Netting: One of the things that has largely worked as advertised so far has been the jurisdiction's ISDA Model Netting law. Designed to ensure that parties' rights to net out in relation to derivatives transactions were given primacy, these have proved so far to be effective in minimising the risk of exposure in the event of counterparty insolvency.

Foreclosure: One of the perplexing features of the depth of the recession is that asset prices have fallen so far that secured creditors are reluctant to enforce because enforcement would crystallise losses on their balance sheets. Some clients have turned to the new, old-fashioned way – foreclosure. Although thought of as a historical relic, some secured lenders have proposed taking title over the underlying security assets in return for releasing the debt through a foreclosure action; they can then sit on the asset until prices improve without having to either book the loss or keep a defaulting loan on their books.
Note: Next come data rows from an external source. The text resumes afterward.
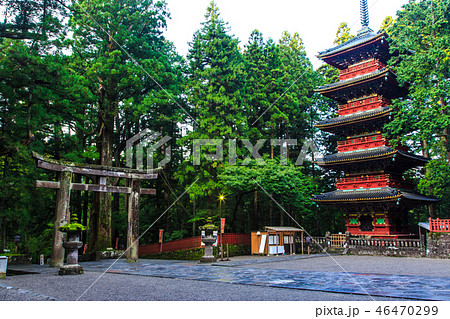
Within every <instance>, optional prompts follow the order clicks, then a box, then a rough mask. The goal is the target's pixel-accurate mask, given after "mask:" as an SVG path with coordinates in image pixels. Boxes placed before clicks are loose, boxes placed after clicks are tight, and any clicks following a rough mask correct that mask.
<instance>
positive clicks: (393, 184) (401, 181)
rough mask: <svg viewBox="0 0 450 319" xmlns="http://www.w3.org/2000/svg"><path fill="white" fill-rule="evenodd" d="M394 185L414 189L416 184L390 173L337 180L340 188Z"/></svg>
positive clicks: (356, 187)
mask: <svg viewBox="0 0 450 319" xmlns="http://www.w3.org/2000/svg"><path fill="white" fill-rule="evenodd" d="M388 186H389V187H392V188H402V189H413V188H414V185H413V184H411V183H409V182H406V181H403V180H398V179H395V178H392V176H390V175H389V174H380V175H367V176H360V177H346V178H340V179H338V180H337V183H336V188H337V189H338V190H352V189H360V188H378V187H388Z"/></svg>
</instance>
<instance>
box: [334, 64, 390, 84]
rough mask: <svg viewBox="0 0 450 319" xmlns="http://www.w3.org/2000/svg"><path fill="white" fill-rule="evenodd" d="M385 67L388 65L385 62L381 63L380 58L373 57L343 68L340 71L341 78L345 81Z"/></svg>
mask: <svg viewBox="0 0 450 319" xmlns="http://www.w3.org/2000/svg"><path fill="white" fill-rule="evenodd" d="M384 67H386V65H385V64H383V63H381V62H380V61H378V60H374V59H371V60H368V61H365V62H361V63H358V64H354V65H351V66H349V67H348V68H347V69H345V70H341V71H340V72H339V80H340V81H343V80H347V79H351V78H354V77H356V76H358V75H364V74H368V73H371V72H374V71H376V70H381V69H382V68H384Z"/></svg>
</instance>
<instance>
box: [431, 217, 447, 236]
mask: <svg viewBox="0 0 450 319" xmlns="http://www.w3.org/2000/svg"><path fill="white" fill-rule="evenodd" d="M429 222H430V231H431V232H432V233H450V219H439V218H437V219H431V218H430V219H429Z"/></svg>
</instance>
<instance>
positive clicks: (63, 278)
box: [0, 272, 401, 301]
mask: <svg viewBox="0 0 450 319" xmlns="http://www.w3.org/2000/svg"><path fill="white" fill-rule="evenodd" d="M99 276H100V273H98V272H86V273H85V274H84V275H82V276H57V275H55V274H50V273H47V274H39V275H23V276H12V277H7V279H5V280H2V284H1V285H0V300H20V301H24V300H30V301H31V300H52V299H55V300H66V301H74V300H77V298H78V297H79V296H80V295H81V294H83V292H84V291H85V290H86V289H87V288H88V287H89V286H90V285H91V284H92V283H93V282H94V281H95V280H97V278H98V277H99ZM7 285H11V286H14V288H10V289H7V288H5V286H7ZM37 292H39V293H37ZM373 299H375V300H378V301H381V300H395V301H398V300H401V299H398V298H380V297H374V298H373ZM373 299H372V298H371V297H369V296H362V295H350V294H336V293H326V292H320V291H306V290H296V289H283V288H272V287H262V286H249V285H238V284H228V283H218V282H205V281H195V280H181V279H166V278H156V277H148V276H135V275H121V274H105V275H104V276H103V277H101V279H99V280H98V281H97V283H96V284H95V285H94V286H93V287H92V288H91V289H90V290H88V291H87V293H86V294H85V295H84V296H83V297H82V298H81V299H80V300H96V301H103V300H124V301H126V300H135V301H142V300H147V301H179V300H184V301H201V300H213V301H224V300H226V301H250V300H252V301H261V300H272V301H287V300H289V301H300V300H303V301H312V300H314V301H317V300H327V301H354V300H361V301H364V300H366V301H369V300H373Z"/></svg>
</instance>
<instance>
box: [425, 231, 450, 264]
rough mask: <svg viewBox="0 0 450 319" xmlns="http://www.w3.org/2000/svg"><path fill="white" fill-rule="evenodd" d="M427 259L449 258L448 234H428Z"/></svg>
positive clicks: (448, 244) (449, 241)
mask: <svg viewBox="0 0 450 319" xmlns="http://www.w3.org/2000/svg"><path fill="white" fill-rule="evenodd" d="M427 257H430V258H450V233H428V235H427Z"/></svg>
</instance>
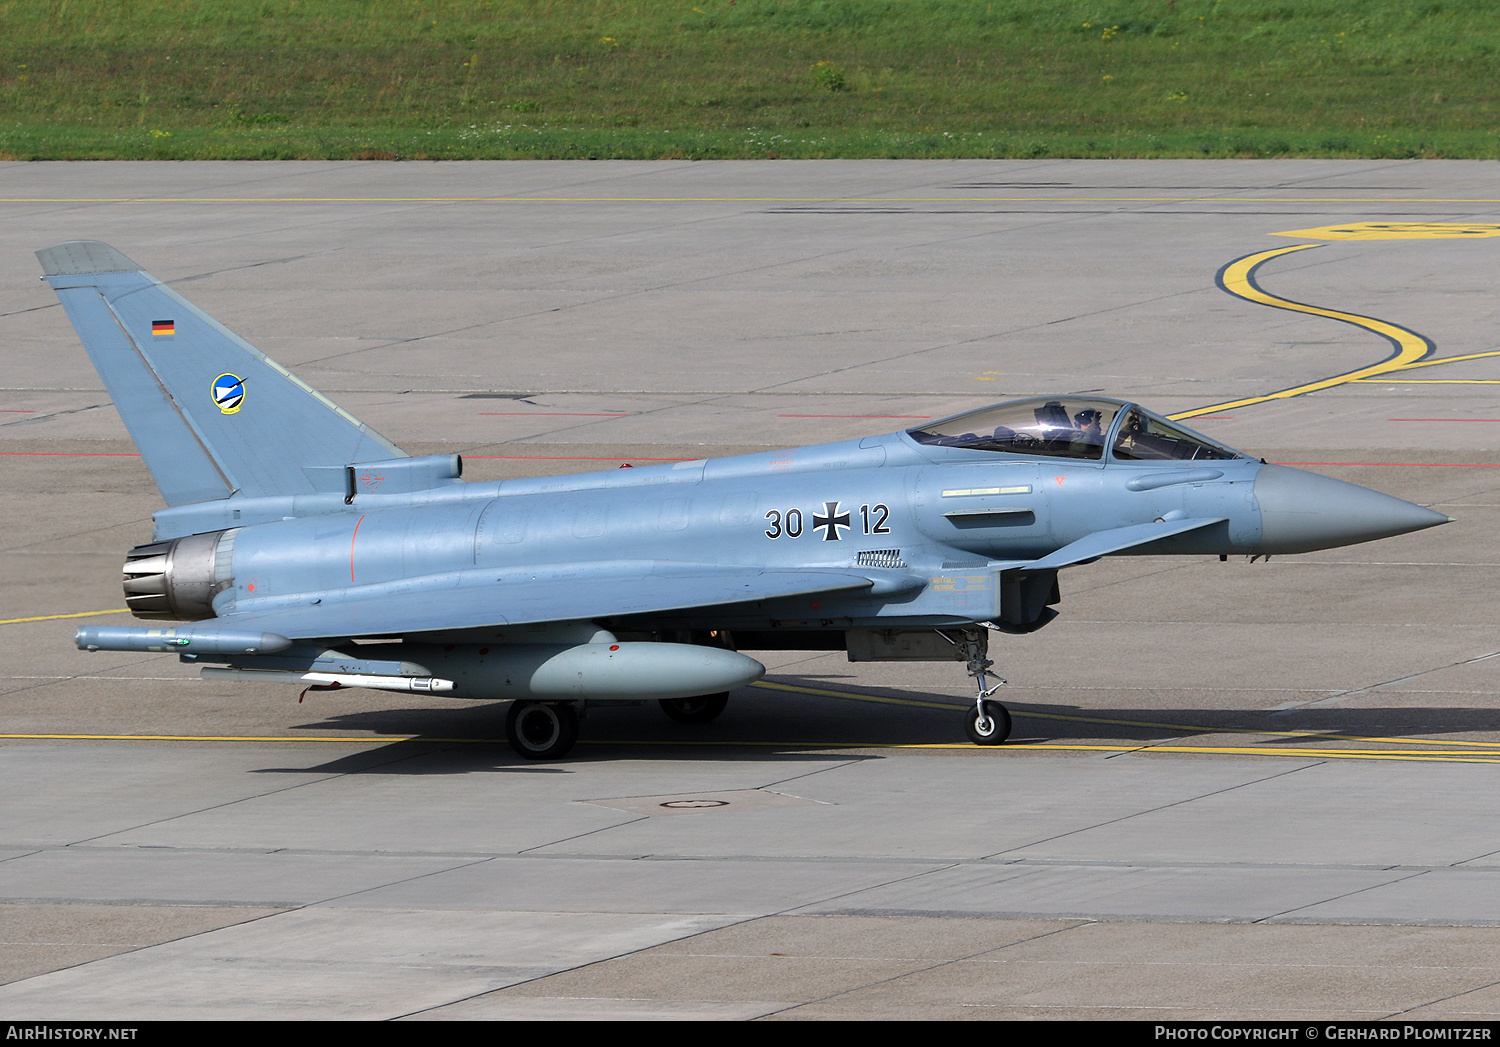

Transaction avoidance: An area that has not had much judicial exposure yet relates to "voidable transactions" occurring in the twilight period prior to insolvency. This may be because, like a good football referee, not hearing much about it may show that the legislation is working well – companies are not seeking to re-engineer their assets inappropriately. Or it may reflect the fact that liquidators lack the resources to pursue applications.

Insolvent trading: Like voidable transactions, there has been a dearth of applications against directors for wrongful trading prior to insolvency. The reason for this may be more closely related to liquidators' resources. It may also reflect a new generation of directors documenting far more carefully decisions whether or not a company can continue trading.

Receivership: Receivership remains the most popular remedy of secured creditors in the British Virgin Islands. Modernisation of this area of the law has clearly done no harm; administrative receiverships remain rare, but it is difficult to tell whether the new restrictions that were brought in have affected this.

Legal practice will always evolve to meet new challenges. Thus far, the British Virgin Islands legislators can be reasonably pleased that the majority of their legislative changes have functioned effectively and efficiently in a distressed economic environment, even if not always in the manner that they expected.